I really want my fish to stand out in my new 120 gallon

What I have is a LED double bright system with reddish dark colored rock, anubias plants, and Java fern what colore sand white, or black?

My fish are all mbuna most are electric yellow, red zebra, and demasoni with a few others that I am going to put in such as polit and elongatus jewel spot (if i can find any)

Thanks


----------



## vann59 (Jun 20, 2011)

If you really want your fish to stand out, go for better lighting. Either t5 quad or really high end LED will work. Adding an actinic bulb in the t5 would make the blues really stand out. As for the sand, it's a matter of taste.
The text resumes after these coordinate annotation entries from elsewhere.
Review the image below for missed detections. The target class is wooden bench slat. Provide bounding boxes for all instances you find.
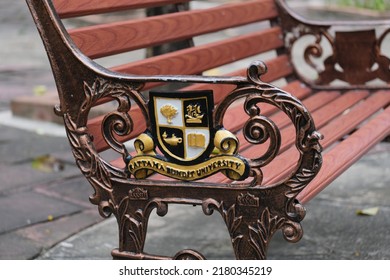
[264,91,390,189]
[144,55,294,97]
[112,27,283,75]
[106,81,310,168]
[53,0,191,18]
[69,1,277,58]
[238,91,368,157]
[297,107,390,203]
[88,56,298,152]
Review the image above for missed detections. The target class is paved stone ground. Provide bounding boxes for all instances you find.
[0,0,390,259]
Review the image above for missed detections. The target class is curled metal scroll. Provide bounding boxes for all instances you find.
[215,62,321,189]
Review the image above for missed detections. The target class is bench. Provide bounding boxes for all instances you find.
[27,0,390,260]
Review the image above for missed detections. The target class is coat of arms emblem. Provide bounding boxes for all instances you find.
[127,91,249,181]
[149,91,214,165]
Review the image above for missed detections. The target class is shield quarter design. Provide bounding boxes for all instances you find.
[149,90,215,165]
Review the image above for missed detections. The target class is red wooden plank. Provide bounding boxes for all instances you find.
[69,1,277,58]
[298,107,390,203]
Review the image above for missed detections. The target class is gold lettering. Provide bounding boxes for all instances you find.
[127,155,248,181]
[187,133,206,148]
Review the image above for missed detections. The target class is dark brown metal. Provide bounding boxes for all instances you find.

Some fish may darken or lighten their shading with a certain substrate shade, but there is no clear answer on that. Pool filter sand is usually a neutral buff color and is cheap and very popular. And you can easily see how to clean it. I would say it's probably the best all purpose sand.


----------



## yamadog (Oct 7, 2012)

Before I made the switch to sand, I had beige/brown colored gravel. Prety dark in fact. My pair of firemouths were really nicely colored up , the usual silver body with bright red bellies. The sand I swithched to is the typical light colored pfs. Now (6 months later) the firemouths are almost white in color with very light pink bellies. I believe that if you want more brightly colored fish, you need darker subsrate. Jason


----------



## DJRansome (Oct 29, 2005)

vann59 said:


> Some fish may darken or lighten their shading with a certain substrate shade, but there is no clear answer on that.


This has been my experience...leleupi darkened over black (turned gray) and brightened over white. Same with cyps.

I do love the black though and I use it for my Malawi.


----------



## anthraxx4200 (Aug 16, 2012)

i personally would get a cpl bags of lets say petsmart brown sand, and mix it in with some crushed coral substrate. then you get the nice color (white tends to wash out photos and colors in my experience) and it will dbl as a buffer. just my thoughts, done this method on a ten gallon and it worked great. 1/3 brown sand 2/3 argonite/crushed coral


----------



## ratbones86 (Jun 29, 2012)

or get black and white sand and mix them so you get both effects


----------



## CrypticLifeStyle (Dec 14, 2009)

Darker sand for darker fish, white sand for bright colored fish seems to work for me.


----------